Frequency and polarization emission properties of a photon-pair source based on a photonic crystal fiber

TL;DR

This paper demonstrates a photon-pair source using photonic crystal fiber that exploits frequency and polarization correlations, with experimental validation and control of the photon properties through pump parameters.

Contribution

It introduces a novel photon-pair source based on SFWM in photonic crystal fiber, with detailed analysis of polarization and frequency correlations and a fiber characterization method.

Findings

Experimental confirmation of six SFWM processes

Control of photon-pair properties via pump frequency and polarization

Successful fiber parameter prediction using genetic algorithms

Abstract

In this work we experimentally demonstrate a photon-pair source with correlations in the frequency and polarization degrees of freedom. We base our source on the spontaneous four-wave mixing (SFWM) process in a photonic crystal fiber. We show theoretically that the two-photon state is the coherent superposition of up to six distinct SFWM processes, each corresponding to a distinct combination of polarizations for the four waves involved and giving rise to an energy-conserving pair of peaks. Our experimental measurements, both in terms of single and coincidence counts, confirm the presence of these pairs of peaks, while we also present related numerical simulations with excellent experiment-theory agreement.
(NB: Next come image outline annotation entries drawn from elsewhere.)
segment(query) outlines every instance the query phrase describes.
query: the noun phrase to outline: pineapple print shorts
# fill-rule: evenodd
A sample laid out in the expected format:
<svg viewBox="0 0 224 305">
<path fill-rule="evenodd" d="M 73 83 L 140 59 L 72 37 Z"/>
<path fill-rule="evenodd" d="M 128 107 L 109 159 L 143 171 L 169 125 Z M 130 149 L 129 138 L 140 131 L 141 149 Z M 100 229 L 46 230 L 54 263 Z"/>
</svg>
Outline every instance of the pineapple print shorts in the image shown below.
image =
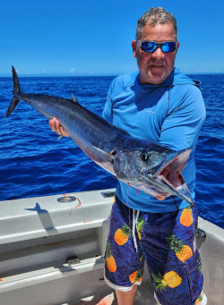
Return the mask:
<svg viewBox="0 0 224 305">
<path fill-rule="evenodd" d="M 116 198 L 105 255 L 106 283 L 130 291 L 141 284 L 146 261 L 160 304 L 201 304 L 203 277 L 196 226 L 196 208 L 138 212 Z"/>
</svg>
We explicitly show how the pump frequency and polarization may be used to effectively control the signal-idler photon-pair properties, defining which of the six processes can participate in the overall two-photon state and at which optical frequencies. We analyze the signal-idler correlations in frequency and polarization, and in terms of fiber characterization, we input the SFWM-peak experimental data into a genetic algorithm which successfully predicts the values of the parameters that characterize the fiber cross section, as well as predict the particular SFWM process associated with a given pair of peaks. We believe our work will help advance the exploitation of photon-pair correlations in the frequency and polarization degrees of freedom.